Recent research has highlighted the cellular and molecular basis of Treg development and function, and implicated dysregulation of Tregs in major immunological diseases, including allograft rejection (19,23). Tregs are instrumental in establishing immune tolerance and are important cellular mediators of cell-based therapy for clinical applications (135). Efforts to unravel the complexity of Tregs are only just beginning, and further understanding of their biology and characterization of targets will undoubtedly enhance future therapeutic opportunities (10,88,134). Increasing evidence indicates that Tregs could be used to inhibit pathogenic anti-transplant immunity (in the absence of immune suppression), but mechanisms to accomplish this goal are hampered by inadequate understanding, Treg expansion, cost of GMP Treg manufacturing, safety and difficulties with the stability of the Treg phenotype after adoptive transfer. The present and future therapeutic scope of Treg-based therapy will hopefully minimize the drug burden of immunosuppression on solid organ transplant patients. In coming years, Treg cell-based therapy will provide a novel therapeutic platform in transplantation as well as in other diseases. This will further assist both clinicians and researchers in testing the combinations of current drug-based therapies with Tregs, which will further minimize the side effects and thus morbidity caused by these toxic immunosuppressants (175). Treg-based immunotherapy assures antigen-specific immunosuppression and cell dosage can be tightly controlled and affect long-lasting regulation in vivo, and can be individualized to each patient with very limited side effects (135). Tregs possess unique defensive and offensive mechanisms, antigen specificity and promising therapeutic potential, as reported in both preclinical and clinical studies of solid organ transplantation, but these cells do not have sufficient efficacy as a stand-alone therapy to prevent chronic rejection in solid organ transplantation, and certain factors, including dose, specificity and plasticity, remain uncertain and challenging areas to uncover (176). The future of Treg-based immunotherapy is dependent on effective clinical trials, technological advancements in Treg manufacture/expansion and better mechanistic understanding of Treg biology and transplantation tolerance in humans.
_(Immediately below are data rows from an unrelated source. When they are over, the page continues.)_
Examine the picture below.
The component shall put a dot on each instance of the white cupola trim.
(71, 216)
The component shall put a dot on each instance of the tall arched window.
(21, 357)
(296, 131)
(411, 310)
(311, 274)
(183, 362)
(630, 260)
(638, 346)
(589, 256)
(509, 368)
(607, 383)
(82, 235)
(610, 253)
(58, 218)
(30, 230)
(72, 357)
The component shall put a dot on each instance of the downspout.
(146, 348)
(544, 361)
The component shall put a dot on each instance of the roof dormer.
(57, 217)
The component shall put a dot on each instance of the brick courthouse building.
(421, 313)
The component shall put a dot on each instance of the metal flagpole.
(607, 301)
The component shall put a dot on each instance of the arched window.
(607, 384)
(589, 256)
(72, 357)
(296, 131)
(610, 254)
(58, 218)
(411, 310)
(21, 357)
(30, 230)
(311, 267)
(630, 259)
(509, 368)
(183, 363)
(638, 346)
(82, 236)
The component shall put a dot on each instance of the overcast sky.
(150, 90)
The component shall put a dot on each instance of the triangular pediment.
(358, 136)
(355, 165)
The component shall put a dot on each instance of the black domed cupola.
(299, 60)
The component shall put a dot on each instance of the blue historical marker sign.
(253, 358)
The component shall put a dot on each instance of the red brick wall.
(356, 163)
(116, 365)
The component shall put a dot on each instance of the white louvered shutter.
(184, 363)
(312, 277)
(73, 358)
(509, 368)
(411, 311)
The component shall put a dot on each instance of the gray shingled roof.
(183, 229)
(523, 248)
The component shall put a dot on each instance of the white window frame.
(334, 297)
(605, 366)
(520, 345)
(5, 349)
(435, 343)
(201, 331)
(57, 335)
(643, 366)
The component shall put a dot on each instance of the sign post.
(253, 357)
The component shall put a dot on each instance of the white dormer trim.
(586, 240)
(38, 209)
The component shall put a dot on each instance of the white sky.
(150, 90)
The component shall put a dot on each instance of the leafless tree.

In summary, Treg-based immune control can be implemented as a potential pharmaceutical tool through an adoptive cell therapy protocol to rescue patients with inflammatory diseases, chronic inflammation and transplantation. This review highlights the clinical significance of Tregs and also emphasizes the difficulties encountered in transitioning from bench to bedside. Although Treg therapy is very effective and does not present side effects, various challenges, including different methods of Treg expansion, the cost of GMP-Treg manufacturing, safety, and difficulties with stability of the Treg phenotypes after adoptive transfer mean that its use as a standard therapy remains a challenge.

Disclosure

The author declares that he has no competing interests as defined by Molecular Medicine, or other interests that might be perceived to influence the results and discussion reported in this paper.